Note: I suppose for a lot of points as it does take more processing and amount of memory in the calculator, but the option would be viable for practical life problems for about 20 or 30 points I think the calculator is quite capable and speedy to calculate something so.
I imagine that perhaps in the development team of the Prime there are people who know a lot of mathematical and numerical analysis, which is the area that studies methods of approach to solve equations, functions, algorithms of different types, etc.
(04-03-2017 11:30 PM)math7 Wrote: [ -> ]I think it should not be so difficult if you already did it for a Model as the complete program would be for the 13 models, a little more code, and the calculator would choose the one that has a better fit to the data, it is simply something like that, if the HP 50g exists I do not see why not in the Prime.

Please re-read carefully my post. I explained in detail several times and reasons why this request is neither simple, nor mathematically possible to the best of my knowledge. There is no such thing as "correlation" for ANYTHING except a linear model.

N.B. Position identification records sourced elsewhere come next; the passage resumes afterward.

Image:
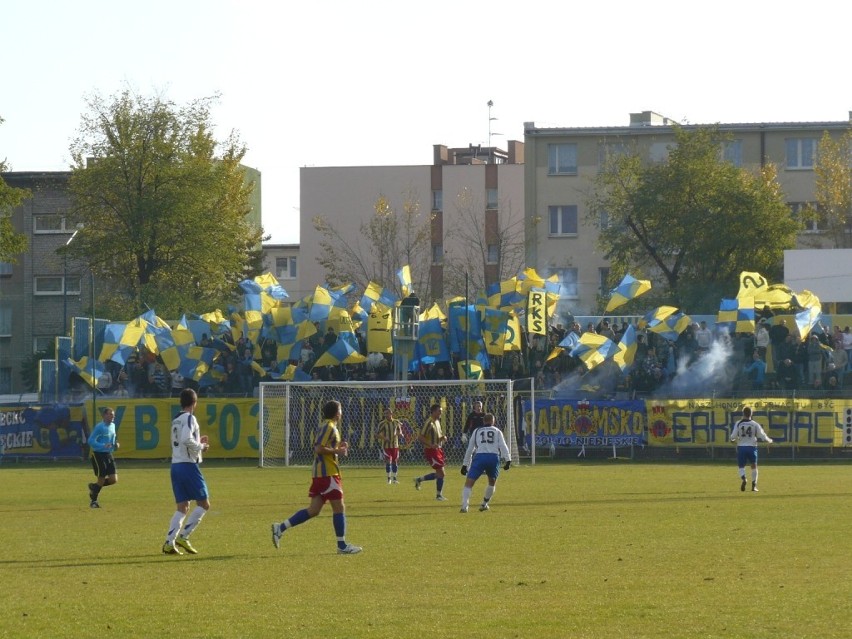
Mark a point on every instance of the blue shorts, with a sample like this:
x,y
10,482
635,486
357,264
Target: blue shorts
x,y
188,483
746,455
488,463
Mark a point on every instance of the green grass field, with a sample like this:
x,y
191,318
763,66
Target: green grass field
x,y
606,549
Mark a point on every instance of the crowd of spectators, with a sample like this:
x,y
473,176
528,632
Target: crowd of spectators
x,y
773,357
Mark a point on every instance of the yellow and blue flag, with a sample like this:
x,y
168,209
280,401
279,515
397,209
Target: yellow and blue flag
x,y
737,315
629,288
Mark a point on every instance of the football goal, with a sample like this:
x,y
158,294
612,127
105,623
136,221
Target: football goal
x,y
290,413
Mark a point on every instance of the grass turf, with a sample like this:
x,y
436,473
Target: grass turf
x,y
577,549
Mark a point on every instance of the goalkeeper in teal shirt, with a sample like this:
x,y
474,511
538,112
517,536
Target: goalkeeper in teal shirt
x,y
102,443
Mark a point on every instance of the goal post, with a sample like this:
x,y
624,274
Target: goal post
x,y
290,412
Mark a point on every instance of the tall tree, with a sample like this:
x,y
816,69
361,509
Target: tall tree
x,y
693,221
163,205
388,241
833,189
12,243
483,253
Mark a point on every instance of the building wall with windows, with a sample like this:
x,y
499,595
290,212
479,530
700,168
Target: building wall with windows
x,y
42,292
563,162
488,181
282,260
41,288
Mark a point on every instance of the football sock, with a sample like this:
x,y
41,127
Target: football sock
x,y
339,522
174,526
193,520
298,518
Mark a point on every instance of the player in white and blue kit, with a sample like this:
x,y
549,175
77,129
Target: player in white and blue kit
x,y
485,451
187,481
747,433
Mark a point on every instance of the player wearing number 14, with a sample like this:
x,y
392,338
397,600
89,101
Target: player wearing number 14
x,y
747,433
487,447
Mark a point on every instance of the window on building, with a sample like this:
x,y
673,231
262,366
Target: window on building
x,y
659,151
609,150
5,380
563,220
72,285
49,224
56,285
732,151
43,343
568,280
603,277
801,153
285,268
562,159
490,198
5,319
804,211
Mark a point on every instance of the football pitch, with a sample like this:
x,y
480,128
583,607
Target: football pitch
x,y
576,549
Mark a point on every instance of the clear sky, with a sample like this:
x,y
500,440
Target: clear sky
x,y
342,83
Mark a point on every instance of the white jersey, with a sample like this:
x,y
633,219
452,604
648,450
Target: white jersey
x,y
486,439
746,432
186,439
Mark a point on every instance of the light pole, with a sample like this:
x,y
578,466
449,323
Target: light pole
x,y
65,285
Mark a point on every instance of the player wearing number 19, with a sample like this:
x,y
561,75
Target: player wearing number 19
x,y
487,447
747,433
326,485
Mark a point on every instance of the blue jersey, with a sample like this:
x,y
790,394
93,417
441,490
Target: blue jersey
x,y
102,439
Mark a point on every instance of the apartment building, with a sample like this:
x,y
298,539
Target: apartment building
x,y
42,292
466,187
563,162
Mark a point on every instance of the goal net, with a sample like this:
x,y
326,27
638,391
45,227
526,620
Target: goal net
x,y
290,413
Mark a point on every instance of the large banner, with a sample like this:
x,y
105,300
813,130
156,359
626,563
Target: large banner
x,y
684,423
43,430
569,422
142,426
704,422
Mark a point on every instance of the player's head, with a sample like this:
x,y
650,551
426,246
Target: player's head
x,y
188,398
331,409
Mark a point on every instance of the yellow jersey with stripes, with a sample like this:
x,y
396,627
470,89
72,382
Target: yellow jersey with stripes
x,y
325,464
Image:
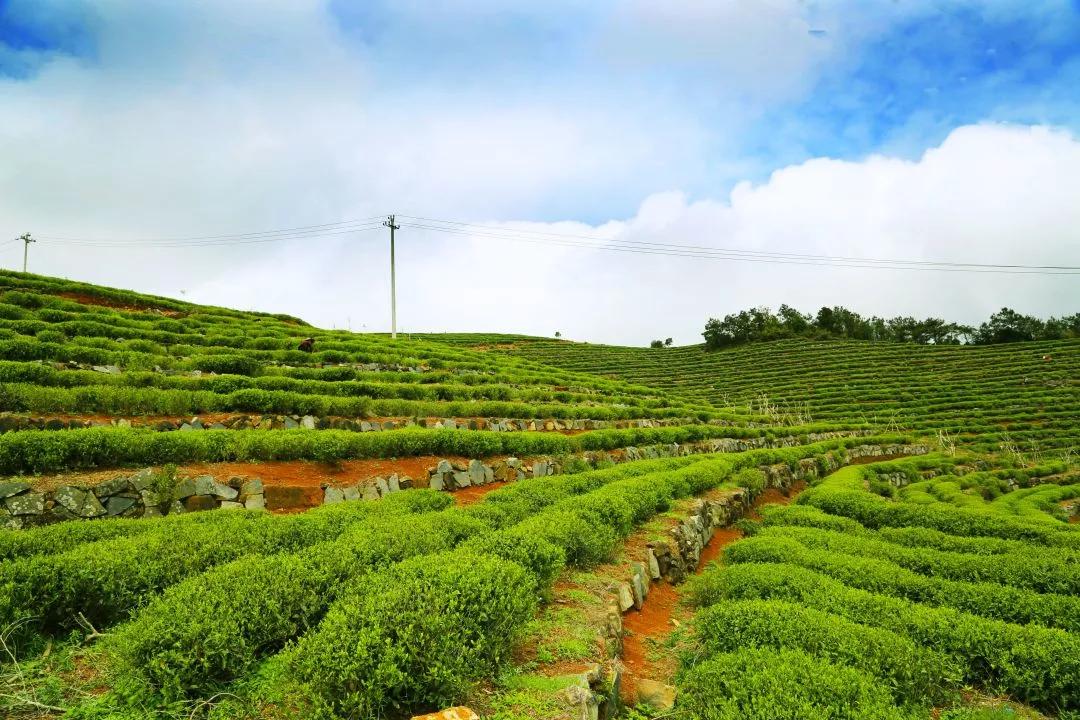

Other methods of measuring error are not compatible.

Also, please note that you are talking to the person that wrote 95+% of the statistics code in Prime. I did spend probably at least a month of time over the course of the 39gII/Prime researching and investigating if this would be possible. I'd love it if I were corrected here, but so far I've not seen anything that would be possible to implement.

I do agree with Joe that a "Best fit" opens up some interesting learning options and investigation paths, but as I've shown a simple app function gives that option. I'm not sure how to build it in, nor the appropriateness of doing so. A lot of statistics educators actually were vehemently against having such an option built in.
(04-03-2017 11:30 PM)math7 Wrote: [ -> ]Yes, something like that is what i mean Tim, I copied your code into the statistical application and it works fine, that's what I mean by doing the HP Prime, that she calculates and chooses the best approach, I think it should not be so difficult if you already did it for a Model as the complete program would be for the 13 models, a little more code, and the calculator would choose the one that has a better fit to the data, it is simply something like that, if the HP 50g exists I do not see why not in the Prime.

Note: I suppose for a lot of points as it does take more processing and amount of memory in the calculator, but the option would be viable for practical life problems for about 20 or 30 points I think the calculator is quite capable and speedy to calculate something so.

You did not read Tim's response very carefully. The program he posted only works on regression models whose unknown parameters are linear. Even then, given any n distinct points, a polynomial fit (of degree n-1) will always be exact (i.e. "best fit") since it will pass through every single one of the n points. Thus, the "answer" to the "best fit" question is always a polynomial fit. Of course, this is also nonsense because polynomials are not always the best models of data (consider any set of data corresponding to periodic phenomenon).

It would NOT be easy to generalize Tim's program to all the other fits because there is not "standard" for comparison. It would be like comparing apples to oranges (because only some of the regression models are linear; others are not). You cannot define "best" when there is no standard for comparison. You cannot even use a "least amount of error" type of comparison because a polynomial fit will always have 0 error unless your points have repeated input values.
What I mean is that the calculator gives the lowest value of R^2 and r as seen in the figures, not having to do the user one by one for each model adjustment, but the calculator does it automatically, it is very little Processing for it.
The closer to one is the R value the better fit the model will have and therefore the curve.